Benefits of technology

It improves the execution efficiency of Spark jobs, balances the load on the computing cluster, makes full use of resources, enhances the adaptability and real-time performance of the system, and improves resource utilization and performance.

✦ Generated by Eureka AI based on patent content.

Smart Images

Figure CN117931939B_ABST

Patent Text Reader

Abstract

The application discloses a kind of dynamic partitioning method and system based on data skew model, it is related to big data technology field, including collecting data and pre-processing data, establish data skew evaluation model to predict pre-processed data, according to data characteristics, the data skew degree in job processing process is predicted, determines partition optimization strategy, designs evaluation experiment to compare dynamic partitioning with static partitioning, and repeatedly optimizes dynamic partitioning.This application proposes dynamic partitioning algorithm based on data skew model, which can select suitable partitioning strategy according to the skew degree of the data being processed, use the algorithm of three optimization methods based on Spark dynamic partitioning to process data performance comparison experiment, design and verify the universality and efficiency of the above dynamic partitioning scheme, can make the load balancing of the whole computing cluster, make full use of the computing resources of cluster, more efficiently complete data processing and calculation.

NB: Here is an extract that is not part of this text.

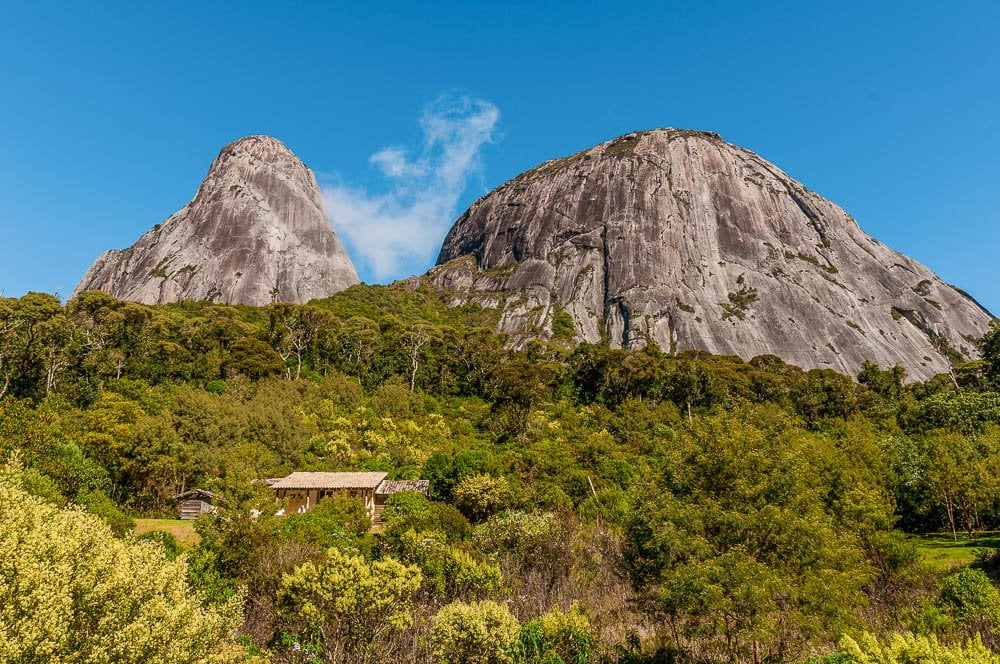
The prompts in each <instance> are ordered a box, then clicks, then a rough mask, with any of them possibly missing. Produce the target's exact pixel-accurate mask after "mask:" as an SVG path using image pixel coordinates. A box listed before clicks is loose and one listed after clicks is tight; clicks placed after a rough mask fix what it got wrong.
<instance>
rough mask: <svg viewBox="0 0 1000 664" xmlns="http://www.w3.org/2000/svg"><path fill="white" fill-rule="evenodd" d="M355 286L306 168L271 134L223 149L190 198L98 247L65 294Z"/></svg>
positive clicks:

Need to check novelty before this filing date? Find Prior Art

Description

Technical Field

[0001] This invention relates to the field of big data, and in particular to a dynamic partitioning method and system based on a data skew model. Background Technology

[0002] Currently, large-scale data processing jobs running on the Spark platform involve complex data distributions and processing requirements. As data volume increases, data skew becomes a significant problem, where some data partitions contain far more data than others, leading to uneven job execution times, performance degradation, and unbalanced resource utilization. Traditional static partitioning strategies cannot effectively handle this real-time, dynamic data skew issue, thus requiring a more dynamically adaptable solution.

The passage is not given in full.